It ties to a different attitude to failure too – trying and failing always felt shameful to me, but failure is kind of a flex now. Yes, the juggernaut How to Fail podcast started in 2018, but a scrappier, more relatable version seems to be surfacing now. Content creator, Gabrielle Carr (Instagram bio: “dream BIG”) trying to gather 1,000 rejections has prompted people to catalogue their own knock-backs; the French daily Libération has just run a series called “Vive l’échec” (Yay for failure) where people relate theirs; a “Museum of Personal Failure” exhibition opened in January in Vancouver full of people’s relics of their broken relationships, professional screw-ups and abandoned experiments. Failing frequently and publicly, the theory goes, takes the sting (and shame) away.

So why am I left feeling this shift isn’t just positive proof we’re becoming more evolved and open, but something sadder? Because it feels like making a virtue of necessity. After all, what alternative is there? Failure seems like an economic inevitability at the moment, especially for young people.

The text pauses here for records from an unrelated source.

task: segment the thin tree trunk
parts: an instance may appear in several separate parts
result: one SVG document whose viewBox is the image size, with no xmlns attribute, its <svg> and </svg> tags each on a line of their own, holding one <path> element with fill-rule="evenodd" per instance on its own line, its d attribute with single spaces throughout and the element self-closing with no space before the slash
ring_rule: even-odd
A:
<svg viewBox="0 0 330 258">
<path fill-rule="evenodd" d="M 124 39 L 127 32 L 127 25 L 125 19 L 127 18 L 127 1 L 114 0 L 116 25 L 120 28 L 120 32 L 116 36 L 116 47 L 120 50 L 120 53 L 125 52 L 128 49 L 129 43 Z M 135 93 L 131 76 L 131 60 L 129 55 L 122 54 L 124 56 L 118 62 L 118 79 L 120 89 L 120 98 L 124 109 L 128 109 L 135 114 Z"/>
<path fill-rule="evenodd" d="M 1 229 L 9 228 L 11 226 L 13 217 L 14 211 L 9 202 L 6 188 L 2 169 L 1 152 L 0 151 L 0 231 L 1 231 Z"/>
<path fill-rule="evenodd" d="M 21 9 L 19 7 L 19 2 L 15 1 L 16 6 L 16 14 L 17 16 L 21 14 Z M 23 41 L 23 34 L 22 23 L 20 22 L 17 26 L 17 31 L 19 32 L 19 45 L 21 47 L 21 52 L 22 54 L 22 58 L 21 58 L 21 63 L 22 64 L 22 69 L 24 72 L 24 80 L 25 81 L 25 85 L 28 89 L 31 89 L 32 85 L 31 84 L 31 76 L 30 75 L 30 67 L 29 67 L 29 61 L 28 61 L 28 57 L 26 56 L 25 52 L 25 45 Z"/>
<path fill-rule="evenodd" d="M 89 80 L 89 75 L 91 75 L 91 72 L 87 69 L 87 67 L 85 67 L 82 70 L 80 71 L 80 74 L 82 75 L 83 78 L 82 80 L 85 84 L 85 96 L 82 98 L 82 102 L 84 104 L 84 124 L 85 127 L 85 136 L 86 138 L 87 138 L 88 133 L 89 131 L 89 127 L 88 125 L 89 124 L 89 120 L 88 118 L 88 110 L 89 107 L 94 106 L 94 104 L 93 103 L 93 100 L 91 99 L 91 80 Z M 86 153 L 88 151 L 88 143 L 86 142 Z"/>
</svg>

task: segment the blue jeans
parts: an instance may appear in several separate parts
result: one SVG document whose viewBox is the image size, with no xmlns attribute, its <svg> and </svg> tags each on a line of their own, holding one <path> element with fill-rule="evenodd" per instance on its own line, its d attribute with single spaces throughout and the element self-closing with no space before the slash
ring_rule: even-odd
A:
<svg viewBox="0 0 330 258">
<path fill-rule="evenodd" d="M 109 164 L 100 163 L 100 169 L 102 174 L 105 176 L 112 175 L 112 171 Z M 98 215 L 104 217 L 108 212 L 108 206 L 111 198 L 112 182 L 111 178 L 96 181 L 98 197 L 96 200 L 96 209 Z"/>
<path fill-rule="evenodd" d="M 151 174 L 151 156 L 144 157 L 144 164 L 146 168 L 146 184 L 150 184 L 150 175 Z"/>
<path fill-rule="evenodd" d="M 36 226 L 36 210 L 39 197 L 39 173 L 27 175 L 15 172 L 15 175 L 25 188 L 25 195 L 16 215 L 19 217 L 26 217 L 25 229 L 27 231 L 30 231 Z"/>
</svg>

They are entering the worst job market in a decade, a jobpocalypse that Alan Milburn of the Social Mobility Foundation recently called “a social catastrophe, an economic catastrophe and a political catastrophe”. Anyone who knows school or university leavers can tell you how soul-crushing it is: last year the Financial Times reported that the percentage of economically and socially disengaged young people has doubled in just over a decade.

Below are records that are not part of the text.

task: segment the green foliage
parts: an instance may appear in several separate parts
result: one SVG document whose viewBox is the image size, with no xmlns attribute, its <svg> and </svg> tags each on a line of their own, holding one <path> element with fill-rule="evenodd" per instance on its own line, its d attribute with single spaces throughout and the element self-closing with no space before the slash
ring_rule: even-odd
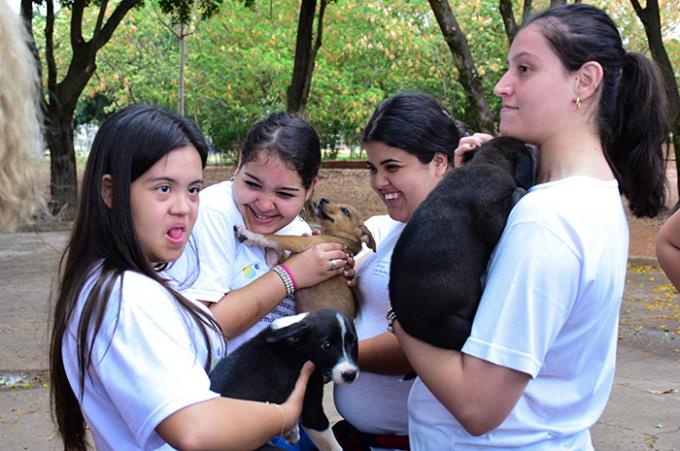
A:
<svg viewBox="0 0 680 451">
<path fill-rule="evenodd" d="M 534 3 L 536 8 L 547 6 L 547 0 Z M 601 3 L 621 25 L 628 48 L 645 50 L 644 31 L 632 11 L 615 0 Z M 487 99 L 496 108 L 492 90 L 504 70 L 508 46 L 498 2 L 452 0 L 451 6 L 468 36 Z M 517 20 L 521 6 L 517 1 Z M 256 120 L 285 109 L 298 11 L 299 0 L 226 0 L 186 40 L 187 116 L 227 159 L 237 154 Z M 664 23 L 677 23 L 677 12 L 668 6 L 663 11 L 672 15 L 662 16 Z M 79 121 L 85 121 L 93 107 L 100 114 L 95 120 L 102 111 L 130 103 L 177 108 L 178 44 L 161 25 L 161 17 L 148 2 L 128 14 L 99 53 L 97 72 L 81 99 Z M 96 16 L 87 20 L 94 23 Z M 64 10 L 55 27 L 57 61 L 65 67 L 69 46 Z M 679 47 L 676 33 L 667 43 L 672 61 L 678 61 Z M 331 3 L 305 112 L 322 136 L 326 157 L 337 156 L 342 145 L 355 145 L 376 105 L 405 90 L 432 94 L 456 118 L 474 122 L 467 117 L 450 51 L 426 0 Z"/>
</svg>

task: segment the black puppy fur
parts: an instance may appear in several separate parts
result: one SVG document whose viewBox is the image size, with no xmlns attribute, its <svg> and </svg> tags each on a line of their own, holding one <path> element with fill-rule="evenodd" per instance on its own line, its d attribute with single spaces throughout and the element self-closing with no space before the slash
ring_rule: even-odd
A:
<svg viewBox="0 0 680 451">
<path fill-rule="evenodd" d="M 280 321 L 283 327 L 277 324 Z M 280 318 L 222 359 L 210 373 L 210 388 L 229 398 L 282 403 L 292 393 L 304 363 L 311 360 L 315 369 L 305 392 L 302 426 L 319 449 L 340 449 L 332 443 L 335 439 L 323 411 L 323 385 L 328 380 L 354 382 L 359 374 L 357 349 L 354 325 L 340 311 Z"/>
<path fill-rule="evenodd" d="M 496 138 L 448 173 L 416 209 L 390 267 L 390 301 L 406 332 L 440 348 L 463 347 L 491 252 L 533 180 L 531 150 Z"/>
</svg>

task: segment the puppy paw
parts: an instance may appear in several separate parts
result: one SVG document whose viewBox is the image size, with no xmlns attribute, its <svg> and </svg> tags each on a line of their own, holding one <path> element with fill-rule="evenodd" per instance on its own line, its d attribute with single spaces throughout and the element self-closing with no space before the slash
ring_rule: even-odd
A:
<svg viewBox="0 0 680 451">
<path fill-rule="evenodd" d="M 291 429 L 290 431 L 283 434 L 283 439 L 291 445 L 294 445 L 297 442 L 299 442 L 300 441 L 300 426 L 295 424 L 295 426 L 293 426 L 293 429 Z"/>
<path fill-rule="evenodd" d="M 234 235 L 236 239 L 241 243 L 245 243 L 246 246 L 255 246 L 256 243 L 253 242 L 252 232 L 243 226 L 234 226 Z"/>
</svg>

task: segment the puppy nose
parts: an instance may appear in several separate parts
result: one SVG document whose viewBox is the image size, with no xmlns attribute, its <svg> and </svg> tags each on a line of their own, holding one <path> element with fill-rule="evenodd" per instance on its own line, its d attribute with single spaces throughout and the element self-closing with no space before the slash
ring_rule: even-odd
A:
<svg viewBox="0 0 680 451">
<path fill-rule="evenodd" d="M 351 383 L 354 382 L 354 379 L 357 378 L 357 370 L 345 370 L 341 374 L 342 380 L 346 383 Z"/>
</svg>

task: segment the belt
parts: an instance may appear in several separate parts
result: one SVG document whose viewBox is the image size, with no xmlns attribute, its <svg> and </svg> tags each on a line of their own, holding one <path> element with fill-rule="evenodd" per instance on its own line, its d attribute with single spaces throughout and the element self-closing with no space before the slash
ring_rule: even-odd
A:
<svg viewBox="0 0 680 451">
<path fill-rule="evenodd" d="M 335 423 L 333 433 L 344 451 L 370 451 L 371 446 L 406 451 L 411 449 L 408 435 L 369 434 L 361 432 L 346 420 Z"/>
</svg>

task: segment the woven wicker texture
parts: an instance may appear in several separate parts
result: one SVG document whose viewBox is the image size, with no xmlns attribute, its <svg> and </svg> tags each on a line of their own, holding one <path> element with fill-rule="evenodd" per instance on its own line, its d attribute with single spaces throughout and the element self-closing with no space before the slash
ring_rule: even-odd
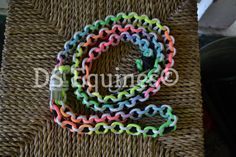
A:
<svg viewBox="0 0 236 157">
<path fill-rule="evenodd" d="M 162 86 L 149 102 L 171 105 L 179 117 L 178 128 L 158 139 L 70 133 L 52 121 L 48 86 L 33 88 L 33 68 L 50 71 L 57 52 L 75 31 L 121 11 L 159 18 L 176 39 L 174 68 L 180 80 L 175 86 Z M 94 64 L 94 72 L 112 72 L 117 66 L 132 72 L 138 52 L 131 50 L 124 45 L 111 48 Z M 203 156 L 198 51 L 195 0 L 12 1 L 1 75 L 0 156 Z M 144 122 L 154 124 L 155 118 Z"/>
</svg>

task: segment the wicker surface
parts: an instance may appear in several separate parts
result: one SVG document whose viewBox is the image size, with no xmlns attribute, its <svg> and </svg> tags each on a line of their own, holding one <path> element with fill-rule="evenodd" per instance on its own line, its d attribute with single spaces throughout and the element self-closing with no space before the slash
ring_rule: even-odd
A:
<svg viewBox="0 0 236 157">
<path fill-rule="evenodd" d="M 120 11 L 160 18 L 176 38 L 175 69 L 180 80 L 175 86 L 162 86 L 149 101 L 170 104 L 179 117 L 177 131 L 165 137 L 70 133 L 51 120 L 48 86 L 32 87 L 33 68 L 51 70 L 56 53 L 75 31 Z M 137 52 L 130 50 L 124 45 L 112 48 L 96 62 L 94 72 L 107 73 L 116 66 L 131 72 Z M 0 156 L 203 156 L 198 51 L 192 0 L 12 1 L 2 63 Z M 155 123 L 155 119 L 146 122 Z"/>
</svg>

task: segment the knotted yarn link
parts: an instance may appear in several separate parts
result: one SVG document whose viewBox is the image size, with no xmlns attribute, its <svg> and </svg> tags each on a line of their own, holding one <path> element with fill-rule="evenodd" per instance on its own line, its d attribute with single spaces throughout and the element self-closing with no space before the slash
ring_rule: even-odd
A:
<svg viewBox="0 0 236 157">
<path fill-rule="evenodd" d="M 126 132 L 130 135 L 158 137 L 175 130 L 177 117 L 170 106 L 150 104 L 143 109 L 135 107 L 138 102 L 148 100 L 160 90 L 161 81 L 165 79 L 161 71 L 167 76 L 174 65 L 176 49 L 174 38 L 169 34 L 169 28 L 162 26 L 158 19 L 149 19 L 146 15 L 139 16 L 134 12 L 107 16 L 105 20 L 98 20 L 85 26 L 83 31 L 76 32 L 65 43 L 64 50 L 58 53 L 58 63 L 52 71 L 50 110 L 54 121 L 79 134 L 105 134 L 111 131 L 115 134 Z M 147 75 L 129 89 L 103 96 L 93 91 L 88 79 L 92 64 L 110 46 L 120 42 L 139 47 L 142 57 L 136 60 L 136 68 L 139 72 L 146 70 Z M 70 56 L 72 64 L 68 61 Z M 145 67 L 143 58 L 154 61 L 152 68 Z M 77 99 L 98 114 L 77 114 L 66 105 L 69 82 Z M 137 120 L 156 114 L 165 120 L 159 128 L 128 122 L 128 119 Z"/>
</svg>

It’s bigger than just jobs. Strategy agency Starling has just published some really quite bleak research exploring how 16–24-year-olds are in a crisis of optimism (they’re five times more likely to say they are scared about the future than 12-15-year-olds), experiencing a sense of “futurelessness” and lacking faith in the collective. AI, the climate, global instability and the sense they’re losing access to things their grandparents and parents enjoyed unthinkingly (studies that pay off, homes, jobs, families) leave them without positive visions of our planetary future. So what’s left? Apparently, it’s reframing failure – hoping it becomes part of a triumphant narrative arc towards future success – and refocusing energy on DIY self-betterment and striving your individual way out of this collective mess.

It’s cool to have personal goals and work hard to achieve them. It’s utterly admirable to embrace your failures openly. But if you’re doing it because you feel there’s actually no alternative, no safety net, no community to catch you, then something fundamental has failed, and it’s not you.